CODEWITHSUNDEEP
sqlsql-serverdatabaset-sqluniqueidentifier
Mehdi Bugnard
Mehdi Bugnard

Reputation: 3979

How to generate and manually insert a uniqueidentifier in SQL Server?

I'm trying to manually create a new user in my table but am finding it impossible to generate a "UniqueIdentifier" type without the code throwing an exception...

Here is my example:

DECLARE @id uniqueidentifier
SET @id = NEWID()

INSERT INTO [dbo].[aspnet_Users]
           ([ApplicationId]
           ,[UserId]
           ,[UserName]
           ,[LoweredUserName]
           ,[LastName]
           ,[FirstName]
           ,[IsAnonymous]
           ,[LastActivityDate]
           ,[Culture])
     VALUES
           ('ARMS'
           ,@id
           ,'Admin'
           ,'admin'
           ,'lastname'
           ,'firstname'
           ,0
           ,'2013-01-01 00:00:00'
           ,'en')
GO

Throws this exception -> Msg 8169, Level 16, State 2, Line 4 Failed to convert a character string to uniqueidentifier.

I am using the NEWID() method but it's not working...

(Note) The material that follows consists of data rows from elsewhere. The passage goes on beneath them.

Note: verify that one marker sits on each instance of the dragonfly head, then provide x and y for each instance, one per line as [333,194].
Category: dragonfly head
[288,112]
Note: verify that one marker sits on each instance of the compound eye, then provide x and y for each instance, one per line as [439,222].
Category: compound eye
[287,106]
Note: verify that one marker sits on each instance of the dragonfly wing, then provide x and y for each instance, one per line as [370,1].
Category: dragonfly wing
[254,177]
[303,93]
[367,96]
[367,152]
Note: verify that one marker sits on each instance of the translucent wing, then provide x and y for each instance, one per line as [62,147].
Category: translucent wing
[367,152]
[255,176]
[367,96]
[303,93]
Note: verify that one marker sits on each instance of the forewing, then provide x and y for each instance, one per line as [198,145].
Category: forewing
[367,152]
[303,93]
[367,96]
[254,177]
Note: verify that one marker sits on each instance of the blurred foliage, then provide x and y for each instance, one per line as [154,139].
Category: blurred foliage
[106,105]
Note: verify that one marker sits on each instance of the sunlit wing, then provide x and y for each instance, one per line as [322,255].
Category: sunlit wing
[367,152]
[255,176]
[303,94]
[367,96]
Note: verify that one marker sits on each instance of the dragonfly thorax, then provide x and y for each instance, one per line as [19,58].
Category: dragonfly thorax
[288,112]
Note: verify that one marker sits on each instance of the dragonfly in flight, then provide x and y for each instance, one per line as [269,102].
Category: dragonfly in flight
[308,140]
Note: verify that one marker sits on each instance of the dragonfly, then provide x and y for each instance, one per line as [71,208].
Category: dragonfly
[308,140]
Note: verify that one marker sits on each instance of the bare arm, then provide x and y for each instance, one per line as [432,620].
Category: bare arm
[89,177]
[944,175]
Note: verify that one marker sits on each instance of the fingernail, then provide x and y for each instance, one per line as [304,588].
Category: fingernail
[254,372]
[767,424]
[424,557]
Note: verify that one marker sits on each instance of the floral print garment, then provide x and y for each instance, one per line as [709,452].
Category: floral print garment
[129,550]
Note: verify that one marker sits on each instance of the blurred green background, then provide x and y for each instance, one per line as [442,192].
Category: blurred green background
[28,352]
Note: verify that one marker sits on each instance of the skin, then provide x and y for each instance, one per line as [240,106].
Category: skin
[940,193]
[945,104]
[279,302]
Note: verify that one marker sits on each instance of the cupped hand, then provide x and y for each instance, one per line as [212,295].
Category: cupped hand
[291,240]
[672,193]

http://www.dailycoding.com/Posts/generate_new_guid_uniqueidentifier_in_sql_server.aspx

Upvotes: 34

Views: 174707

Answers (3)

Manoj Tyagi
Manoj Tyagi

Reputation: 243

Check your column data type should be unique identifier And you are using the correct order when inserting values

INSERT INTO [dbo].[aspnet_Users]
([ApplicationId],[UserId],[UserName],[LoweredUserName],[LastName]
,[FirstName],[IsAnonymous],[LastActivityDate],[Culture])
VALUES ('ARMS',NEWID(),'Admin','admin','lastname','firstname,0
,'2013-01-01 00:00:00','en')

Upvotes: 0

bgs
bgs

Reputation: 3223

Kindly check Column ApplicationId datatype in Table aspnet_Users , ApplicationId column datatype should be uniqueidentifier .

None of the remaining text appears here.